Nathaniel chuckled quietly.
The demon, of course, was gone when we reached the end of the hallway. The sprinklers had obliterated any trail of goo that the pix might have left behind.
I stopped in front of a bank of elevators, staring at Nathaniel with a mixture of annoyance and hopelessness, water pouring over us.
“This is so freaking irritating,” I said. “Why can I take down a Grigori, a shapeshifter, and a nephilim on my own, but you and I together can’t defeat one scavenger demon?”
“The difference is that the others wanted to defeat you, so they stood and fought. The pix wants to survive, so it is not foolish enough t
o face two creatures that it knows very well are more powerful than it is.”
“Don’t try to be logical,” I said. “I’m ready to say to hell with it and go home.”
“You are?” Nathaniel asked, tilting his head curiously.
“Well, no,” I admitted. “At this point I just want to kill the stupid thing out of spite.”
Then we heard a sound like a muffled explosion, and the building trembled beneath our feet.
“What was that?” I asked, my eyes wide.
We ran to the windows, but what we could see of the streets below did not appear any different than it had been when we arrived earlier.
“Perhaps there is a television we can check,” Nathaniel said.
“There will definitely be one in a patient’s room,” I said.
We peeked into a room and found it empty.
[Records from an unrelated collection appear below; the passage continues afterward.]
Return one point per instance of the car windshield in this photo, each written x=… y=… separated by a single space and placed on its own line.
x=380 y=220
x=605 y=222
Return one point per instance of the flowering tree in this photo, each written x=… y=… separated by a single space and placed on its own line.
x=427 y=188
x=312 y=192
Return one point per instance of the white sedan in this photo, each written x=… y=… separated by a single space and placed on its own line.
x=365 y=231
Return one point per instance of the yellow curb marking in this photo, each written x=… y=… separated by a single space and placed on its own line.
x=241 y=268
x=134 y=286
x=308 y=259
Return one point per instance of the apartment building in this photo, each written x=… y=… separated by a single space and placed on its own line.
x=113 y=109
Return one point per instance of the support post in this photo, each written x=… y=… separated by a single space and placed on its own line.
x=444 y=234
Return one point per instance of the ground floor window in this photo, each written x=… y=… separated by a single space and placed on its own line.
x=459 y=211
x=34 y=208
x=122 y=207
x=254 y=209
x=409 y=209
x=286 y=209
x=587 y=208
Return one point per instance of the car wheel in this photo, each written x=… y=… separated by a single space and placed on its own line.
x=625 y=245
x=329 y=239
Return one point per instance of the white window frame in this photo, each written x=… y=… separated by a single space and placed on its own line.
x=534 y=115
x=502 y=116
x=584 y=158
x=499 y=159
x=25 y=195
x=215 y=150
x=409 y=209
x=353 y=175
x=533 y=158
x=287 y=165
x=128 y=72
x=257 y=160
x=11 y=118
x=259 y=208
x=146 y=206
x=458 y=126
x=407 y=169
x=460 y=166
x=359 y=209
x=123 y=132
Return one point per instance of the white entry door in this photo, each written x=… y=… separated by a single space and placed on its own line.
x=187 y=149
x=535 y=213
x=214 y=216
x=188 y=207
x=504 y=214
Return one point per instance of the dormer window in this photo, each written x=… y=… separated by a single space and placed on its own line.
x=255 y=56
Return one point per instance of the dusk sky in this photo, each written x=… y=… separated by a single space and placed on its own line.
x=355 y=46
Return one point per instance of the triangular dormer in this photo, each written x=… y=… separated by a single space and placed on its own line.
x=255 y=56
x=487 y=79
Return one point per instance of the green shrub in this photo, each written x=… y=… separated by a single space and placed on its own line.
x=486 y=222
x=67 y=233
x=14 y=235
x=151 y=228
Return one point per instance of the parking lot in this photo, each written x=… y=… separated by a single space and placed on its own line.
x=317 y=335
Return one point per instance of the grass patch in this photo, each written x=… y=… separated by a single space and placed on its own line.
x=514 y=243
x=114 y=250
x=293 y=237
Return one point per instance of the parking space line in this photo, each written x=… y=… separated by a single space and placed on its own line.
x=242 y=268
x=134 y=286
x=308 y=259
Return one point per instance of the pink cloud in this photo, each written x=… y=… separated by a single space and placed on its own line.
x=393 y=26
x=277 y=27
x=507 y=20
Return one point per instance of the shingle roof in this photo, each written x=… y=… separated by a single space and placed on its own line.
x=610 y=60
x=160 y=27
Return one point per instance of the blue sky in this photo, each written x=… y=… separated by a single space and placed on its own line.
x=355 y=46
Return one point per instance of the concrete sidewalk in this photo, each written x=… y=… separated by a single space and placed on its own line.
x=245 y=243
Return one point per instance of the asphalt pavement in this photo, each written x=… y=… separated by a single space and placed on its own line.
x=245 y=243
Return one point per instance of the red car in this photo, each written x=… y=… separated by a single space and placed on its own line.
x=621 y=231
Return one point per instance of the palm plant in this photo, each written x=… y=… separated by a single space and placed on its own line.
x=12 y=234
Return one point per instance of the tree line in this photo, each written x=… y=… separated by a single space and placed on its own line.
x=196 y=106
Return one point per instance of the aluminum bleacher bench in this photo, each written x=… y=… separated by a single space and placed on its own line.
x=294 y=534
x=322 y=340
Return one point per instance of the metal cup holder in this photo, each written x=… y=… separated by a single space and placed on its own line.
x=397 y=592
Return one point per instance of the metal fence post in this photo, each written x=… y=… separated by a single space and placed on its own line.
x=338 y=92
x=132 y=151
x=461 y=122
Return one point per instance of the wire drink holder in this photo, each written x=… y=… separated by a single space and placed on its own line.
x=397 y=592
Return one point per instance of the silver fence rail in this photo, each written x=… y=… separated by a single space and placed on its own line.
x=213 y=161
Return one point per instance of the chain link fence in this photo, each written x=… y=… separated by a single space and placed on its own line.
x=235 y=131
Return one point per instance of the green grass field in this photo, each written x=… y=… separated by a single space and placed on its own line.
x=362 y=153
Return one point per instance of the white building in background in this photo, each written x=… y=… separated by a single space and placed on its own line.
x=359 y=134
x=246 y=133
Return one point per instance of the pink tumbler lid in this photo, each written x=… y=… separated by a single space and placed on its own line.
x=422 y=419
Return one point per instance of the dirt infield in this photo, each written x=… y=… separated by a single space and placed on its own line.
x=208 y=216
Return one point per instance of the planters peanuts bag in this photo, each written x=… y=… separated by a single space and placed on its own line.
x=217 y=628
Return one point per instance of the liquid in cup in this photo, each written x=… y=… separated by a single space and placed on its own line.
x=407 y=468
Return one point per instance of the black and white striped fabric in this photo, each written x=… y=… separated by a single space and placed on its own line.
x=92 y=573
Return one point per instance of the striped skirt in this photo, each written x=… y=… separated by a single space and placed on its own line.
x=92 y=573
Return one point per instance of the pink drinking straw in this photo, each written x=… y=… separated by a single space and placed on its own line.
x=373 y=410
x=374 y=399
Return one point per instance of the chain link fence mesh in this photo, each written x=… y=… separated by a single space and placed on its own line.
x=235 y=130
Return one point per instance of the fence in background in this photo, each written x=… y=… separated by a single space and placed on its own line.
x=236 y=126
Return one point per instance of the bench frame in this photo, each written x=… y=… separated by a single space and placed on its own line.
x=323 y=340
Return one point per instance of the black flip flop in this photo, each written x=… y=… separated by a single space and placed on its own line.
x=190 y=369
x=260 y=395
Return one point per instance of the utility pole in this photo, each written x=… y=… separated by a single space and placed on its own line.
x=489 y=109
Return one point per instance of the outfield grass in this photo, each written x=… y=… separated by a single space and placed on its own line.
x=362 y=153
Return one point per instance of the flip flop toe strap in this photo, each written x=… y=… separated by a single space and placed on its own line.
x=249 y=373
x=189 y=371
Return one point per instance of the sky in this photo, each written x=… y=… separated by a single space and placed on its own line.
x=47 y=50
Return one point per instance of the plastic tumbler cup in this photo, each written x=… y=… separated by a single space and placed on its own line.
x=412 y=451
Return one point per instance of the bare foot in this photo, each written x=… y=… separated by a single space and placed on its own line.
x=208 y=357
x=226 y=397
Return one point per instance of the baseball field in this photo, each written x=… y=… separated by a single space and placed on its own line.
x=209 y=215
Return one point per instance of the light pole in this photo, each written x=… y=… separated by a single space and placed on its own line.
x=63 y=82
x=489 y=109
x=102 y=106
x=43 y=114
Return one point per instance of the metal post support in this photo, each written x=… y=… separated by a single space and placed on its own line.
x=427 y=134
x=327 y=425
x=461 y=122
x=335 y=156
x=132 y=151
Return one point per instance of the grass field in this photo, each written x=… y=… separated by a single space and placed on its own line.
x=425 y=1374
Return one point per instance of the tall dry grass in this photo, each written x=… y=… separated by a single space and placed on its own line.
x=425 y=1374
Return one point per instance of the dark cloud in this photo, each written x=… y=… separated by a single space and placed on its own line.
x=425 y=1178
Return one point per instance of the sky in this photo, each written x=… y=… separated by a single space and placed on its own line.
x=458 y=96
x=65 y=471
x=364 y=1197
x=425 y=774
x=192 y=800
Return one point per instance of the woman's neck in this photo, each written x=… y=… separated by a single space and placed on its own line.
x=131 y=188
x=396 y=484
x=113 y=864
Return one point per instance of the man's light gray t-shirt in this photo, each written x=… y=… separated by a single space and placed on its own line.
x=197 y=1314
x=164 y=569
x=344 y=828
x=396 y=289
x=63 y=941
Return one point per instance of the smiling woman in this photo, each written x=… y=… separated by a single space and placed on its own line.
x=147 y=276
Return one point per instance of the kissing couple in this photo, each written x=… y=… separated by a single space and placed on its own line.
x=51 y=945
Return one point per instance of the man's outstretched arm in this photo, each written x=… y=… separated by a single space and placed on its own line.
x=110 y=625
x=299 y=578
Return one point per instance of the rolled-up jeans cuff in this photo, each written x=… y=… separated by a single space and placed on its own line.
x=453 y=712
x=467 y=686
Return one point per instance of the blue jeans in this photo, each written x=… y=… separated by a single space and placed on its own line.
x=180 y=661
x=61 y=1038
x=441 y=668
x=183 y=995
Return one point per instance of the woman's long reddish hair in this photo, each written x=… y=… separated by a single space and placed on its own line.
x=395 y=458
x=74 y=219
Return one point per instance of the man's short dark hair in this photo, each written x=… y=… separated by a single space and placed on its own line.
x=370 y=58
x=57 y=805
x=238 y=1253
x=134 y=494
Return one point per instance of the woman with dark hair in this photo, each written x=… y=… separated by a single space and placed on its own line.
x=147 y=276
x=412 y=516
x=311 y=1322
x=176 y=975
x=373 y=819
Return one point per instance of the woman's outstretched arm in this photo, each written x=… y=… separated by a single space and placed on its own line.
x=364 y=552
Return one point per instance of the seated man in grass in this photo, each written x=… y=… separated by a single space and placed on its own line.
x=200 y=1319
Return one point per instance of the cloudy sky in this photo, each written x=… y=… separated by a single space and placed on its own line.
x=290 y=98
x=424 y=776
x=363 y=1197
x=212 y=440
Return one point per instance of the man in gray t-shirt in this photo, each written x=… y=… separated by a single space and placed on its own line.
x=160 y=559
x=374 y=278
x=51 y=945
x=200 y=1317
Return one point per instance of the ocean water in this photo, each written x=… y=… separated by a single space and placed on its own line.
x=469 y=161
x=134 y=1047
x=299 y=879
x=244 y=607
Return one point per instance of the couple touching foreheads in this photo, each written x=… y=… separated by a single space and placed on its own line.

I wondered why more patients hadn’t come rushing to their doors when they heard the ruckus in the hallway. I supposed it meant that most of them were unable to get out of bed without assistance, and that probably meant almost everyone on the floor was elderly, terminally ill, or both. The thought made me very grim. If the vampires got into the building, these people had no chance at all.
It was also more than a little strange that the hospital staff hadn’t rushed to the floor. Strange, and probably ominous. It meant there was something going on that was more pressing than a smoke alarm on a patient floor.
Nathaniel found a remote and turned the television on. A daytime talk show was running, the host interviewing the starlet of the moment. He flipped through the channels—cartoons, reality TV, sports highlights.
It seemed wrong that the rest of the world would go on as normal when it felt like we were in the middle of an apocalypse. But most programming was broadcast out of New York, and the stations wouldn’t interrupt their regular schedule even if the world was coming to an end.
“Find a twenty-four-hour news network,” I said. “Or a local channel. They probably can’t get enough of this story.”
The twenty-four-hour networks would be making hay out of this for weeks. There’s nothing a news channel likes better than a major tragedy and a big pile of bodies to go with it.